In collaboration with co-senior author Doron Merkler, who studies immunity in the central nervous system, Trajkovski focused on multiple sclerosis (MS). This nerve-damaging condition is thought to be caused by rogue immune cells turning on their own body.
Using mouse models, the researchers turned down the temperature to around 50 degrees Fahrenheit, which is not cold enough to put the mice at risk for hypothermia, but chilly nonetheless. Compared to the immune cells in mice kept at room temperature, cells from the colder mice had distinct differences in the molecules they produced.
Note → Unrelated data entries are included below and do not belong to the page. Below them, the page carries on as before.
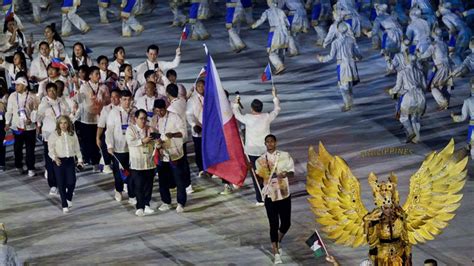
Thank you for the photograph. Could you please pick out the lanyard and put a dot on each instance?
(121, 119)
(44, 64)
(59, 108)
(18, 100)
(90, 86)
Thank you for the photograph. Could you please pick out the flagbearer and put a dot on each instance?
(129, 22)
(275, 167)
(118, 120)
(257, 125)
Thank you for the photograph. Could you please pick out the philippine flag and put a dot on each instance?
(267, 73)
(185, 33)
(222, 151)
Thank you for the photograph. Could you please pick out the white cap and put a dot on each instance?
(21, 80)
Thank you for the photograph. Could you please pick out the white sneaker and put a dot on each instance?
(118, 196)
(277, 259)
(189, 190)
(227, 190)
(179, 208)
(164, 207)
(140, 213)
(53, 191)
(148, 210)
(132, 201)
(107, 169)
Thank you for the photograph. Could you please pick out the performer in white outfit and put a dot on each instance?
(411, 104)
(346, 51)
(387, 33)
(198, 11)
(468, 112)
(418, 31)
(235, 15)
(69, 17)
(320, 18)
(37, 5)
(278, 37)
(129, 22)
(438, 81)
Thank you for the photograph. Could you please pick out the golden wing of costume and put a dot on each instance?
(389, 229)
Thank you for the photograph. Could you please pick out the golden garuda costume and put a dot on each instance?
(390, 229)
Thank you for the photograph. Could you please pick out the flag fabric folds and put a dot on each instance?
(316, 245)
(222, 151)
(267, 73)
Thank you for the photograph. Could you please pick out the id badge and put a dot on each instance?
(124, 129)
(22, 113)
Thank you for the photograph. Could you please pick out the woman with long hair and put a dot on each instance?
(63, 147)
(79, 56)
(3, 109)
(119, 60)
(56, 44)
(17, 65)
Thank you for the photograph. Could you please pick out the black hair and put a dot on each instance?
(126, 93)
(270, 136)
(56, 35)
(148, 73)
(51, 85)
(122, 67)
(257, 105)
(172, 90)
(84, 53)
(153, 47)
(159, 103)
(137, 113)
(431, 261)
(118, 49)
(43, 43)
(101, 57)
(119, 92)
(22, 59)
(92, 69)
(171, 72)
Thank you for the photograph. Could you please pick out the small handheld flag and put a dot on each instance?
(267, 73)
(315, 243)
(184, 34)
(58, 63)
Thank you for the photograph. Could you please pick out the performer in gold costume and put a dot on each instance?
(390, 229)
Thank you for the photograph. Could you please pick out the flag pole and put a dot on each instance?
(254, 175)
(319, 237)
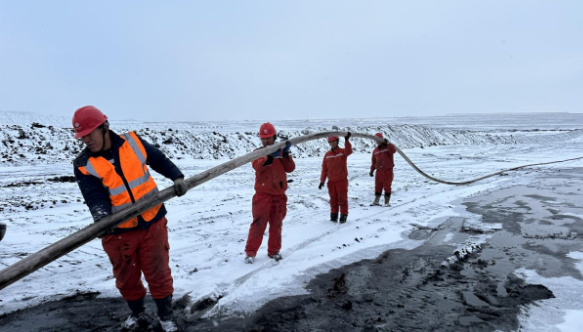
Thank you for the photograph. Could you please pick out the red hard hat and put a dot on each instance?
(266, 130)
(86, 119)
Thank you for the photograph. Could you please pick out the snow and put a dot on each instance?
(208, 226)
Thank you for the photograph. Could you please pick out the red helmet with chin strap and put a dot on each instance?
(267, 130)
(86, 119)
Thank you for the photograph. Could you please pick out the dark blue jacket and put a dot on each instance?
(96, 194)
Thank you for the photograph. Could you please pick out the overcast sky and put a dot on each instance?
(274, 60)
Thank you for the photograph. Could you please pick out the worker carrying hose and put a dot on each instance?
(335, 169)
(112, 173)
(383, 162)
(269, 202)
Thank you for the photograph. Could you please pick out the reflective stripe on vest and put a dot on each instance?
(132, 158)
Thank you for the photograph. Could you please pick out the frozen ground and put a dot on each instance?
(208, 228)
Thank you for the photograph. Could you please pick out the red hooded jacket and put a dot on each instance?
(382, 157)
(334, 163)
(272, 179)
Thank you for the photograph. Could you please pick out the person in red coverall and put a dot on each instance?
(269, 201)
(113, 173)
(334, 168)
(383, 163)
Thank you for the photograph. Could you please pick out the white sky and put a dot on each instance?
(274, 60)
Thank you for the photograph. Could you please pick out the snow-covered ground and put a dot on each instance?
(208, 227)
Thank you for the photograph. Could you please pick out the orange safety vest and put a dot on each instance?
(132, 157)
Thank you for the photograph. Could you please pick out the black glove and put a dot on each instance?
(106, 232)
(285, 152)
(180, 187)
(287, 146)
(269, 160)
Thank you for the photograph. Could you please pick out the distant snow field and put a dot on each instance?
(208, 227)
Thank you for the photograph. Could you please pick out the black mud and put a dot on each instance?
(438, 286)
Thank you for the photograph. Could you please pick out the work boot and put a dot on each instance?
(165, 313)
(387, 199)
(277, 256)
(376, 201)
(132, 323)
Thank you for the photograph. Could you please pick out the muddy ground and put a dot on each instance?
(435, 287)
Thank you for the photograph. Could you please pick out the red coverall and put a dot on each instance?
(269, 203)
(334, 167)
(382, 161)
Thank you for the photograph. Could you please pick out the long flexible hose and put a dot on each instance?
(60, 248)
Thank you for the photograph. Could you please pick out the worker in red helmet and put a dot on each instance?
(108, 185)
(383, 162)
(269, 202)
(335, 169)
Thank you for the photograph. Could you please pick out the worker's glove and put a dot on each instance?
(106, 232)
(180, 187)
(285, 152)
(269, 160)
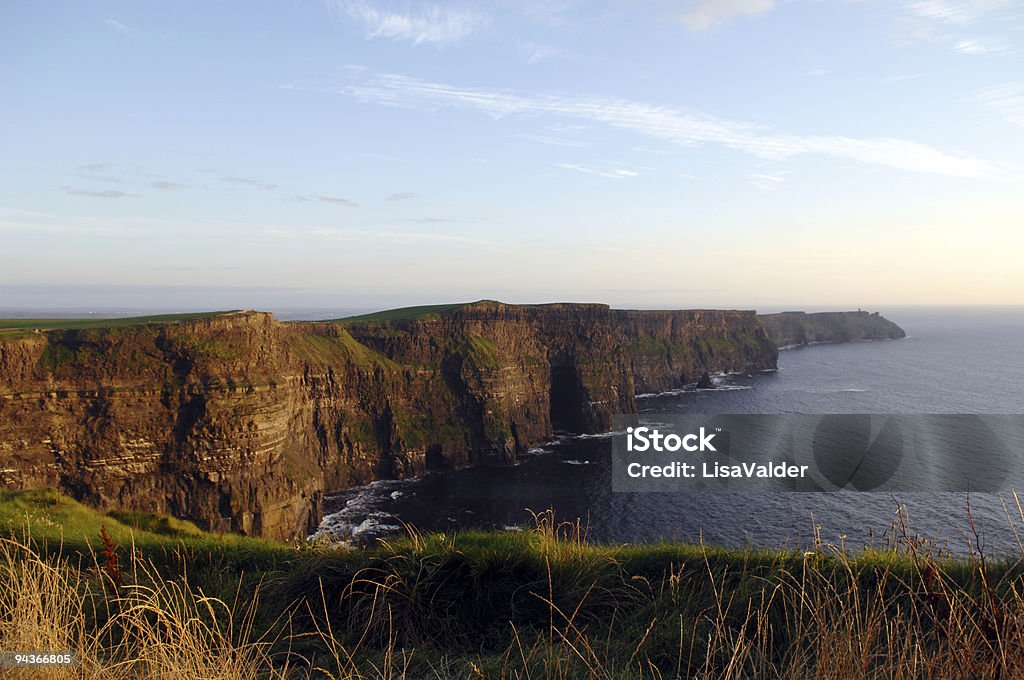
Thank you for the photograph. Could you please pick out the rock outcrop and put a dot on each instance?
(795, 329)
(242, 423)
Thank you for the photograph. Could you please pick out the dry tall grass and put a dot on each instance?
(826, 615)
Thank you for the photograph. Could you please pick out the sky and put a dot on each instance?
(640, 153)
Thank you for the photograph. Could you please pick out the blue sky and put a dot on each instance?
(689, 153)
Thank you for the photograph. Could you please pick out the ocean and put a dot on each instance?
(953, 360)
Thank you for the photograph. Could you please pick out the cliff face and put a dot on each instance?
(242, 423)
(791, 329)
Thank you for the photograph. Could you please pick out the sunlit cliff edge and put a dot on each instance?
(242, 423)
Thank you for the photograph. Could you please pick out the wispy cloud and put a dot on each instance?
(968, 27)
(437, 25)
(120, 28)
(552, 141)
(768, 180)
(383, 236)
(611, 173)
(537, 52)
(250, 181)
(333, 200)
(1007, 100)
(664, 123)
(432, 220)
(707, 13)
(103, 194)
(95, 167)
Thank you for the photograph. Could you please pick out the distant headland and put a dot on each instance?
(240, 422)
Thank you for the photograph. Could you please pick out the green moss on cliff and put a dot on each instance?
(404, 313)
(18, 328)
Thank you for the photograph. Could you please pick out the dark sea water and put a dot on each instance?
(964, 360)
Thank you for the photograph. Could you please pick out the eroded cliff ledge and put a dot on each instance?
(240, 422)
(795, 329)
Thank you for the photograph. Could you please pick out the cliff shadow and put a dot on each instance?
(567, 398)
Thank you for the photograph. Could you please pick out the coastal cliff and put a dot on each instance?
(795, 329)
(242, 423)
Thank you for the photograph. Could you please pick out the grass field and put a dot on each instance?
(22, 327)
(159, 598)
(403, 313)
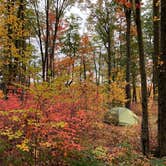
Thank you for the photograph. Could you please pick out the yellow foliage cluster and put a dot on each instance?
(24, 145)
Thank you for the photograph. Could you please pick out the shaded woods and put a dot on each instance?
(62, 71)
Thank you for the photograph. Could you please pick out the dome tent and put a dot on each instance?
(121, 116)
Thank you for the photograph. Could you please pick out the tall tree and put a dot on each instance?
(145, 129)
(162, 83)
(128, 55)
(47, 27)
(155, 44)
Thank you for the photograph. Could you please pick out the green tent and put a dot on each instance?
(121, 116)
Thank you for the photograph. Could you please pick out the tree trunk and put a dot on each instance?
(162, 83)
(145, 129)
(134, 97)
(156, 45)
(128, 57)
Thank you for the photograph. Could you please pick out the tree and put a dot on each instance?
(49, 20)
(155, 44)
(162, 83)
(128, 55)
(15, 50)
(145, 129)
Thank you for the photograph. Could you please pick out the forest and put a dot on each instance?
(82, 82)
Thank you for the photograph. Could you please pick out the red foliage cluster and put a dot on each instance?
(55, 126)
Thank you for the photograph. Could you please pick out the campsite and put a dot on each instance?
(82, 83)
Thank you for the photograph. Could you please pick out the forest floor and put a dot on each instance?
(121, 145)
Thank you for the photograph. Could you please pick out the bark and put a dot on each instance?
(47, 41)
(162, 83)
(128, 57)
(145, 129)
(134, 97)
(156, 46)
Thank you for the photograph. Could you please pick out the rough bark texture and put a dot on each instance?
(162, 83)
(145, 130)
(128, 57)
(156, 45)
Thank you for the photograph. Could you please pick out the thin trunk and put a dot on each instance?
(156, 45)
(145, 129)
(134, 97)
(162, 83)
(128, 57)
(47, 42)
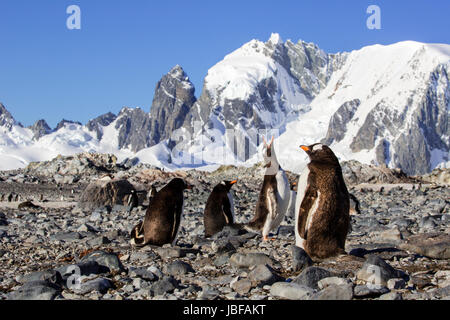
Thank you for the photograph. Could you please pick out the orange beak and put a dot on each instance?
(305, 148)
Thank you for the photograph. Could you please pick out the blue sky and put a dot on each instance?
(125, 47)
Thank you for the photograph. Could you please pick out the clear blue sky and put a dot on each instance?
(124, 47)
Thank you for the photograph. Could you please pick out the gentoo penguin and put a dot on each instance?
(322, 205)
(290, 213)
(274, 196)
(133, 201)
(219, 209)
(137, 233)
(163, 217)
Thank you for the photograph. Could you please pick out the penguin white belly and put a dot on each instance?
(301, 190)
(231, 200)
(179, 226)
(283, 197)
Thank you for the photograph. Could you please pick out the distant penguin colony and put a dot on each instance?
(274, 197)
(322, 205)
(163, 217)
(219, 209)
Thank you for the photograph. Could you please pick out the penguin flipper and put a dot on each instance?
(227, 211)
(305, 207)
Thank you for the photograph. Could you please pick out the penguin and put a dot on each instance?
(138, 231)
(219, 209)
(133, 201)
(291, 207)
(163, 217)
(322, 206)
(274, 196)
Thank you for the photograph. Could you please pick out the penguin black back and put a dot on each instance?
(163, 217)
(219, 208)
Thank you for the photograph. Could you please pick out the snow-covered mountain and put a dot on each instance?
(380, 104)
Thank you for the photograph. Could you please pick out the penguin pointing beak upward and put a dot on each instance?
(305, 148)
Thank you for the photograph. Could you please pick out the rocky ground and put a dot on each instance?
(399, 246)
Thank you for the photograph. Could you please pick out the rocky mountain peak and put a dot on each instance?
(174, 96)
(6, 119)
(40, 128)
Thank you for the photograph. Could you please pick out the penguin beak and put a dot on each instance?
(305, 148)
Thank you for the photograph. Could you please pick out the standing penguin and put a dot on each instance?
(274, 196)
(163, 217)
(322, 205)
(219, 209)
(137, 233)
(133, 201)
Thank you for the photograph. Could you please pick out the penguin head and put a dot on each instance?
(269, 153)
(180, 184)
(320, 153)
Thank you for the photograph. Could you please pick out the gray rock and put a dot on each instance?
(36, 290)
(311, 276)
(66, 236)
(208, 293)
(377, 272)
(104, 259)
(178, 268)
(363, 291)
(391, 296)
(300, 258)
(291, 291)
(263, 275)
(247, 260)
(335, 292)
(51, 276)
(142, 273)
(164, 285)
(242, 286)
(100, 284)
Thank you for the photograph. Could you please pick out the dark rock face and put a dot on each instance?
(134, 129)
(173, 99)
(40, 128)
(6, 119)
(99, 122)
(338, 122)
(64, 122)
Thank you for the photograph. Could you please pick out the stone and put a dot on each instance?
(99, 284)
(105, 260)
(291, 291)
(263, 275)
(363, 291)
(36, 290)
(51, 276)
(311, 276)
(208, 293)
(247, 260)
(325, 282)
(300, 258)
(391, 296)
(432, 245)
(242, 286)
(178, 267)
(377, 272)
(66, 236)
(397, 283)
(335, 292)
(142, 273)
(164, 285)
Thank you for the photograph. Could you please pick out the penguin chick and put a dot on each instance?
(219, 209)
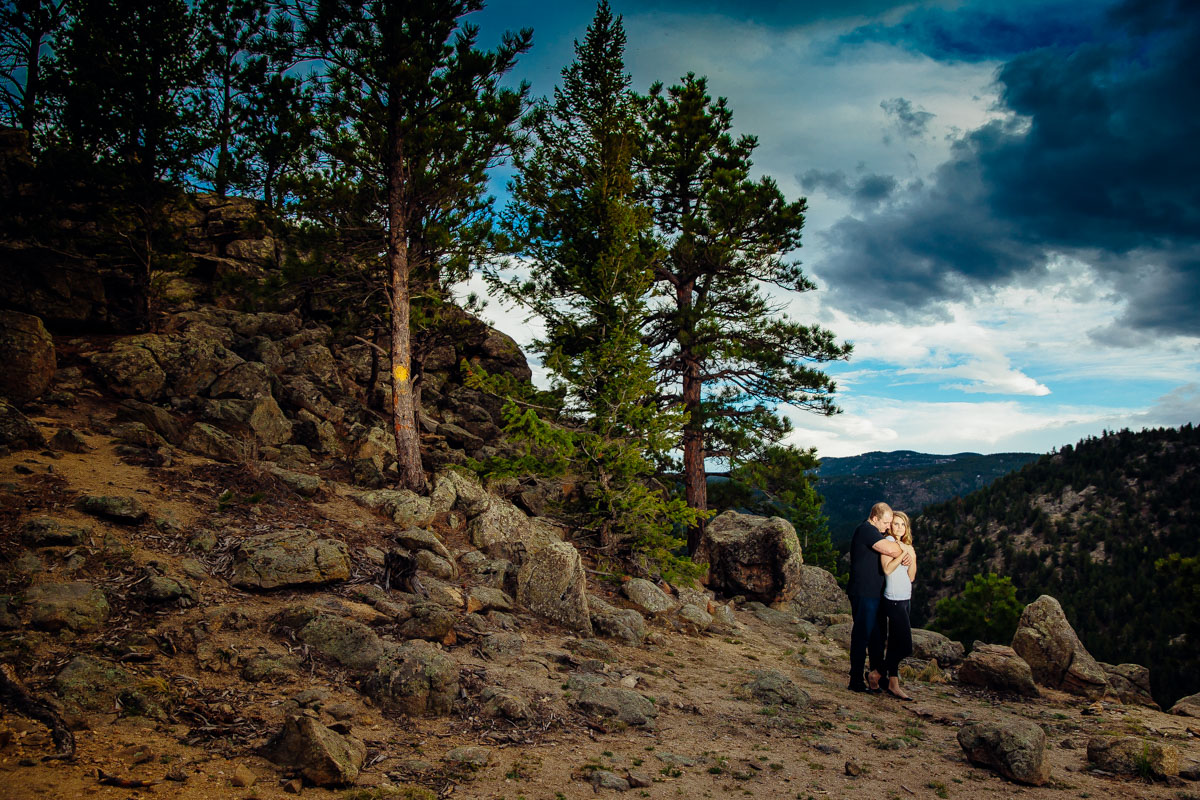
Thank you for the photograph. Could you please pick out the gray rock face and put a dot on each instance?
(28, 354)
(351, 644)
(552, 584)
(115, 509)
(999, 668)
(17, 432)
(89, 684)
(1015, 749)
(289, 558)
(773, 687)
(648, 597)
(1049, 644)
(757, 557)
(1133, 756)
(1131, 684)
(819, 594)
(76, 606)
(1187, 707)
(931, 644)
(624, 624)
(323, 756)
(623, 704)
(415, 678)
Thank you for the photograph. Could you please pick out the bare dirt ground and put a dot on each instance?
(709, 739)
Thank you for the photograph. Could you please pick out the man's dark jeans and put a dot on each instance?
(867, 613)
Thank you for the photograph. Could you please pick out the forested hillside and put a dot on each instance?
(906, 480)
(1108, 527)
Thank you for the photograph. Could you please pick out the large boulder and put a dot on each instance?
(757, 557)
(17, 432)
(1133, 756)
(931, 644)
(552, 584)
(289, 558)
(999, 668)
(503, 529)
(321, 755)
(77, 606)
(1014, 747)
(1131, 684)
(29, 356)
(819, 594)
(1049, 644)
(417, 679)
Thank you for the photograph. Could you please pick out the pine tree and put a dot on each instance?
(576, 218)
(723, 343)
(25, 28)
(415, 116)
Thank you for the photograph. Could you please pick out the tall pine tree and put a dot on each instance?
(577, 220)
(415, 118)
(724, 348)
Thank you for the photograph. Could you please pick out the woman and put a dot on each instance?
(893, 624)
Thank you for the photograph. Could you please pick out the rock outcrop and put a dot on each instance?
(756, 557)
(1049, 644)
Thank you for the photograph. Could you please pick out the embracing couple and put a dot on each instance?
(882, 567)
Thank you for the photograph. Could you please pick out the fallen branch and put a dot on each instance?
(15, 695)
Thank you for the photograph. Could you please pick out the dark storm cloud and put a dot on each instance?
(1099, 161)
(909, 121)
(982, 31)
(865, 191)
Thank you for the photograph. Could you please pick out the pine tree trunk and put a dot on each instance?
(403, 420)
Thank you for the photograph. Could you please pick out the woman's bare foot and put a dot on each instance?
(894, 689)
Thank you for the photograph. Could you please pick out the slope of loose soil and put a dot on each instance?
(709, 739)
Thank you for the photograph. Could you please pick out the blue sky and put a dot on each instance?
(1005, 199)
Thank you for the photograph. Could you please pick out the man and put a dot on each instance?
(865, 590)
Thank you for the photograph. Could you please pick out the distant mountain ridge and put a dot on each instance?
(1108, 527)
(906, 480)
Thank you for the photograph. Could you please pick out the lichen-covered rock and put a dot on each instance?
(623, 704)
(1131, 684)
(429, 621)
(114, 507)
(417, 679)
(773, 687)
(1133, 756)
(351, 644)
(17, 432)
(1014, 747)
(90, 684)
(819, 594)
(552, 584)
(624, 624)
(757, 557)
(29, 360)
(289, 558)
(1187, 707)
(997, 667)
(323, 756)
(77, 606)
(647, 596)
(48, 531)
(209, 440)
(1049, 644)
(502, 525)
(931, 644)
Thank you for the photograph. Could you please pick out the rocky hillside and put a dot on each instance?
(905, 479)
(1095, 525)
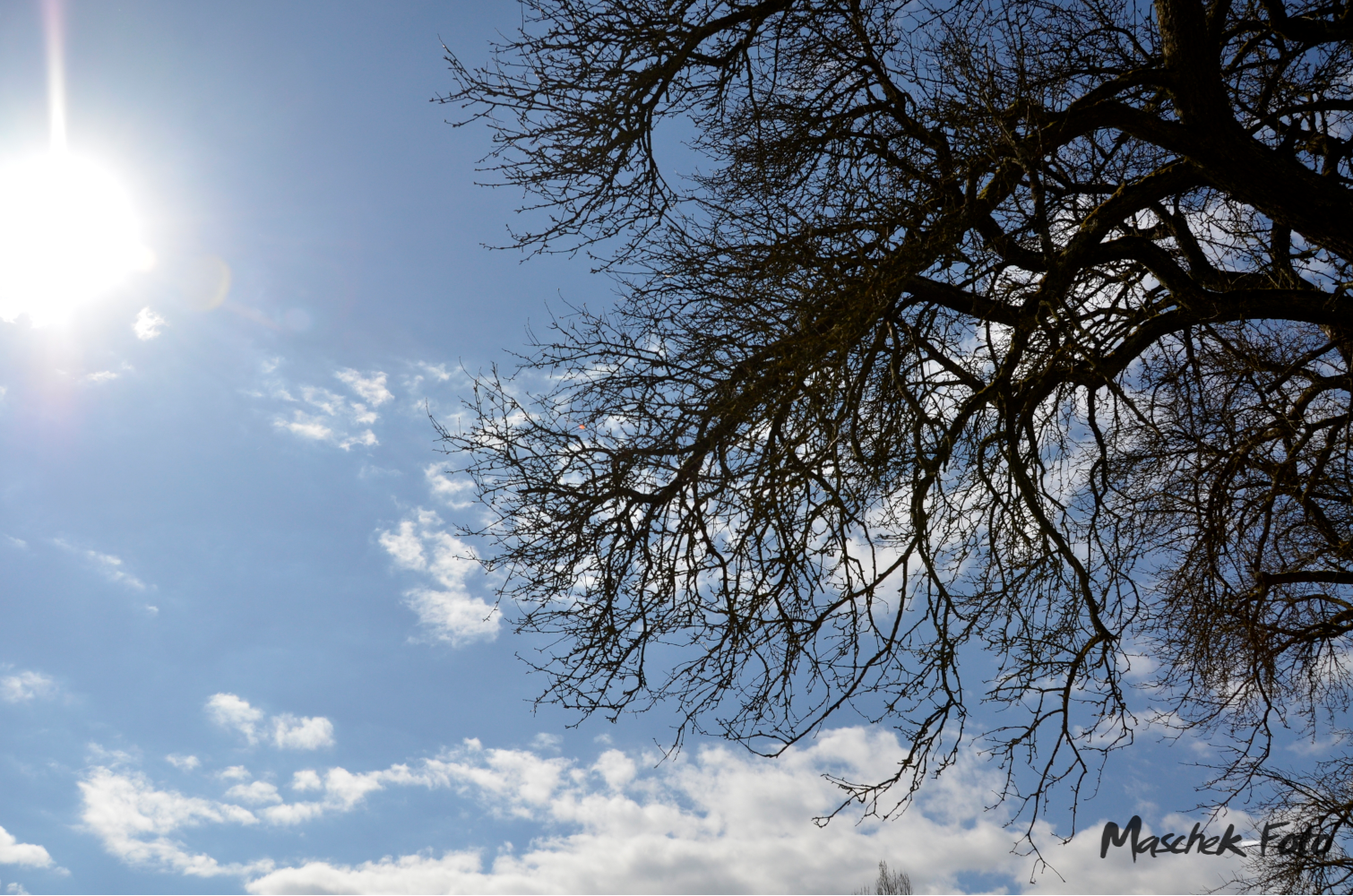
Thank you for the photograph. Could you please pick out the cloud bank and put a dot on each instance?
(448, 612)
(716, 821)
(284, 731)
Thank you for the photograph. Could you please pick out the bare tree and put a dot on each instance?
(987, 348)
(889, 883)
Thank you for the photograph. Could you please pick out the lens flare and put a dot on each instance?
(68, 235)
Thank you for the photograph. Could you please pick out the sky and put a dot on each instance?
(241, 647)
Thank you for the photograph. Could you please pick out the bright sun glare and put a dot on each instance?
(68, 235)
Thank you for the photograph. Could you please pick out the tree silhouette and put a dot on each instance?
(987, 350)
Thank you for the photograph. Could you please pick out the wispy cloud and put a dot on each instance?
(369, 386)
(450, 614)
(15, 853)
(332, 418)
(110, 566)
(284, 731)
(135, 821)
(712, 821)
(456, 495)
(24, 686)
(148, 323)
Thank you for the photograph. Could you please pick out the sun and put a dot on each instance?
(68, 235)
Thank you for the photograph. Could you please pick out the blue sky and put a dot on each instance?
(238, 650)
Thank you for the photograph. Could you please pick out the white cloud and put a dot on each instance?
(371, 387)
(134, 822)
(254, 793)
(15, 853)
(234, 712)
(332, 418)
(111, 566)
(306, 780)
(284, 731)
(455, 493)
(451, 614)
(726, 822)
(291, 732)
(715, 821)
(306, 426)
(24, 686)
(435, 371)
(148, 323)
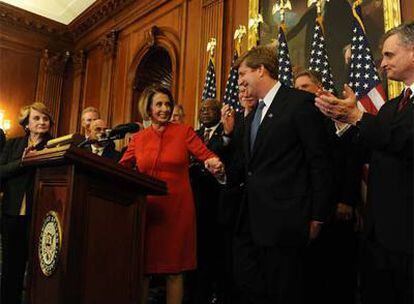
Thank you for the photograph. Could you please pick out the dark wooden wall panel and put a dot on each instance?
(18, 78)
(93, 78)
(105, 80)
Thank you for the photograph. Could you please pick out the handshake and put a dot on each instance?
(215, 167)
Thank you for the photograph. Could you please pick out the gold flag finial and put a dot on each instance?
(319, 5)
(239, 34)
(211, 47)
(254, 23)
(282, 6)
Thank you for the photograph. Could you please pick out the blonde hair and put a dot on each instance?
(38, 106)
(90, 109)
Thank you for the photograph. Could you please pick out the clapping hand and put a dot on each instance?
(344, 110)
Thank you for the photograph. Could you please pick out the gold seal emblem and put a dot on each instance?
(50, 243)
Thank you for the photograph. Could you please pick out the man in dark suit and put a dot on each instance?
(287, 183)
(388, 252)
(105, 149)
(208, 285)
(330, 260)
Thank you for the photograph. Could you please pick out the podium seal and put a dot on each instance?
(50, 242)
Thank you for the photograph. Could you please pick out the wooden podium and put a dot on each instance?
(88, 217)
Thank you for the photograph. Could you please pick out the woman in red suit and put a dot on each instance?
(162, 151)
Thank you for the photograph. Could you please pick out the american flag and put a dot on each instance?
(285, 67)
(209, 90)
(363, 76)
(318, 61)
(231, 95)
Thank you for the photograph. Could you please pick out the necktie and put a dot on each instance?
(256, 123)
(404, 101)
(206, 137)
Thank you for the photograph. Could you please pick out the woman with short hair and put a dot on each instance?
(162, 150)
(17, 186)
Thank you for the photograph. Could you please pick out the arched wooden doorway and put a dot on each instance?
(154, 68)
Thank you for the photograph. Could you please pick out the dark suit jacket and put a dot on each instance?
(348, 159)
(205, 187)
(232, 194)
(288, 174)
(389, 135)
(16, 180)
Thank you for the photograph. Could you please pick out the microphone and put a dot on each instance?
(121, 130)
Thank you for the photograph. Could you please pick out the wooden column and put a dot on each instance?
(50, 82)
(79, 66)
(109, 46)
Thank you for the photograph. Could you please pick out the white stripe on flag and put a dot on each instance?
(376, 98)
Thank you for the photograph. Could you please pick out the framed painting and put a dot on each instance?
(378, 16)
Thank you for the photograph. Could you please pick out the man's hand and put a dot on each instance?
(314, 229)
(215, 166)
(344, 110)
(227, 119)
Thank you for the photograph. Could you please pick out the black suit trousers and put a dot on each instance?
(15, 240)
(267, 274)
(387, 277)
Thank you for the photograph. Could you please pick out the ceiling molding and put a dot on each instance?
(17, 17)
(96, 14)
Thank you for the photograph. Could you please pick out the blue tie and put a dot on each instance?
(256, 123)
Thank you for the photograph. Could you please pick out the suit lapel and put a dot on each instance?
(275, 109)
(247, 127)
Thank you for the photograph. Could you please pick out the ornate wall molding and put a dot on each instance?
(109, 43)
(95, 15)
(55, 63)
(79, 61)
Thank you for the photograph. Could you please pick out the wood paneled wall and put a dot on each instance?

In mice with a condition similar to MS called experimental autoimmune encephalitis (EAE), spending two weeks in the cold improved their symptoms. “The phenotype is really dramatic,” Trajkovski said. While mice with EAE had hind limb paralysis that kept them from walking normally, with cold exposure, the paralysis nearly disappeared. Even two days of cold exposure was enough to improve EAE symptoms. Spending time in higher temperatures—around 93 degrees Fahrenheit—seemed to have the opposite effect. By looking at other immune cells, the researchers determined that cold-induced changes in monocytes affected their ability to interact with and instruct T cells to attack the body’s own nervous system.
Although these findings are still far from being translated to humans, Trajkovski sees parallels. “The improvement of living conditions in Western countries has gone in hand with the increase in autoimmune diseases,” he said. “Of course, this is multifactorial and can’t be solely attributed to the energy resources at their disposal, but certainly this could play a role.” Having more access to food and shelters that make it easier to stay warm could remove some of the constraints on the calculus of where to invest energy.
With future studies, Trajkovski hopes to better understand how exactly the cold changes monocytes. He also thinks that this energy-based perspective on immunity could lend insights into normal immune function. Even in mice without EAE, his team found changes in monocytes. “This might be why we are more prone to infections during acute cold,” he said.
- M. Spiljar et al., “Cold exposure protects from neuroinflammation through immunologic reprogramming,” Cell Metab, 33(11):2231-46.e8, 2021.
- F. Cignarella et al., “Intermittent fasting confers protection in CNS autoimmunity by altering the gut microbiota,” Cell Metab, 27(6):1222-35.e6, 2018.